А ещё здесь оставался Севир, который тоже мог всё это слышать. И пусть ему, откровенно, было плевать больше всех, перед ним хотелось казаться лучшей версией себя.
Того ли они ждали? Можно ли взять и так просто начать рассказывать незнакомцу: «А вот знаете, друзей у меня никогда не было. Даже знаменитые родители не спасали. Потому что пока остальные общались, гуляли и жили, я зубрила домашку, ходила на секции, прослушивания, олимпиады и мечтала больше никогда не просыпаться. Пыталась заслужить любовь, думала, что если стану идеальной во всём что-то изменится. А потом так привыкла к одиночеству, что совсем разучилась разговаривать. Но в один момент это изменилось, у меня появился первый друг. Только вот я всё испортила, не уберегла. Как иначе? Я проклята одиночеством, и если это спасёт моих близких, значит, так тому и быть». Не лучшее откровение даже для костра и гитары. Поэтому все ответы оставались лаконичными и сухими, лишь бы не показать ненужных эмоций, не сболтнуть лишнего. Но даже так Артемий Трофимович к концу стал неодобрительно покачивать головой.
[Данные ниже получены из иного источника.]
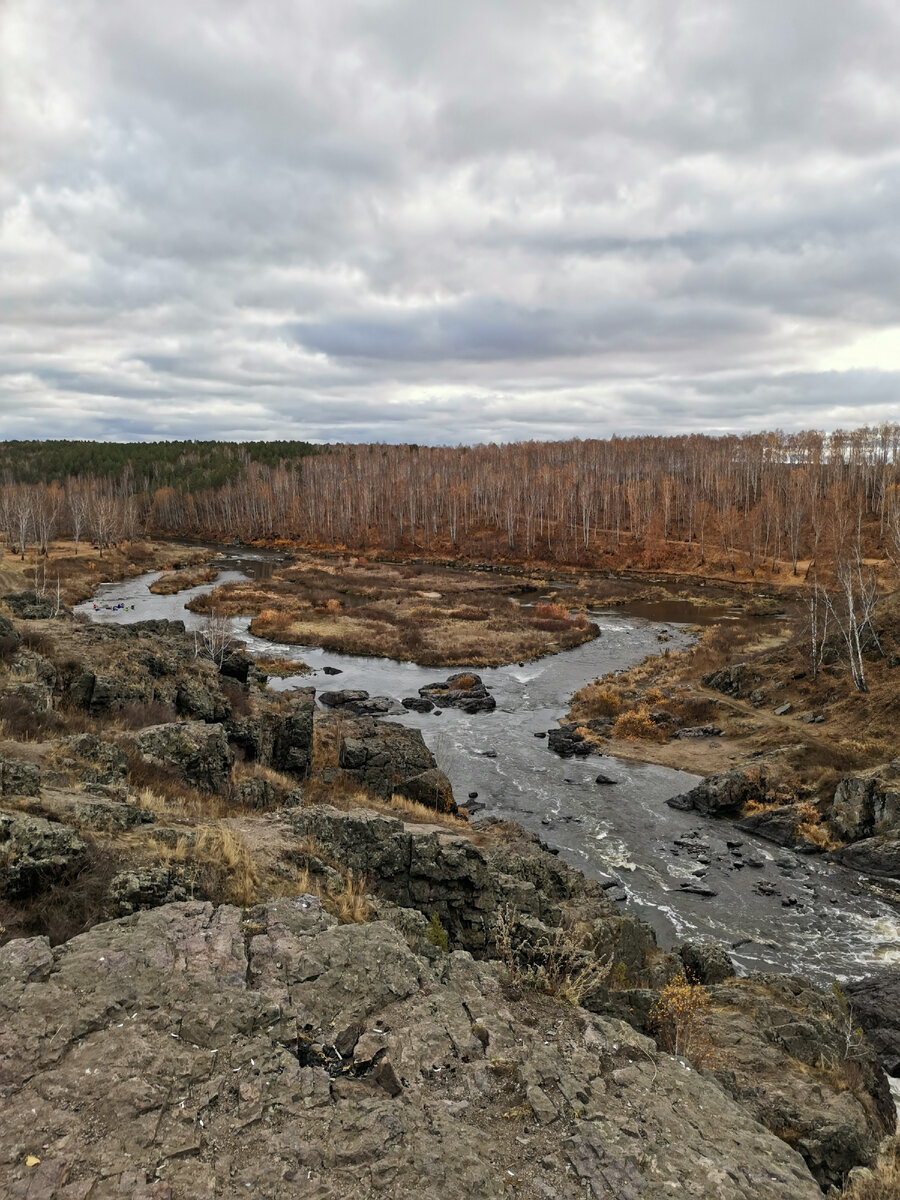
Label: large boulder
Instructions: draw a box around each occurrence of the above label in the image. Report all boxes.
[829,838,900,880]
[396,767,456,812]
[54,733,128,784]
[419,671,497,713]
[547,725,595,758]
[0,896,821,1200]
[666,767,766,817]
[125,721,234,792]
[828,758,900,841]
[338,718,449,799]
[736,804,802,847]
[226,688,316,779]
[702,662,762,700]
[0,812,88,900]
На вопросе о родителях Элина споткнулась и обернулась за помощью к Севиру, не зная, как правильно рассказать о случившемся. Но тот, будто намеренно избегая скользкой темы, пробормотал лишь: «Кое-что случилось. Подозреваю, их забросило на полунощные земли. Но Хранители Пути уже поставлены в известность и разберутся сами». Элина впервые слышала об этом! Почему не сказал сразу? Почему если и договорился обо всём, не поделился и не успокоил? Неужели хотел, чтобы мучилась подольше?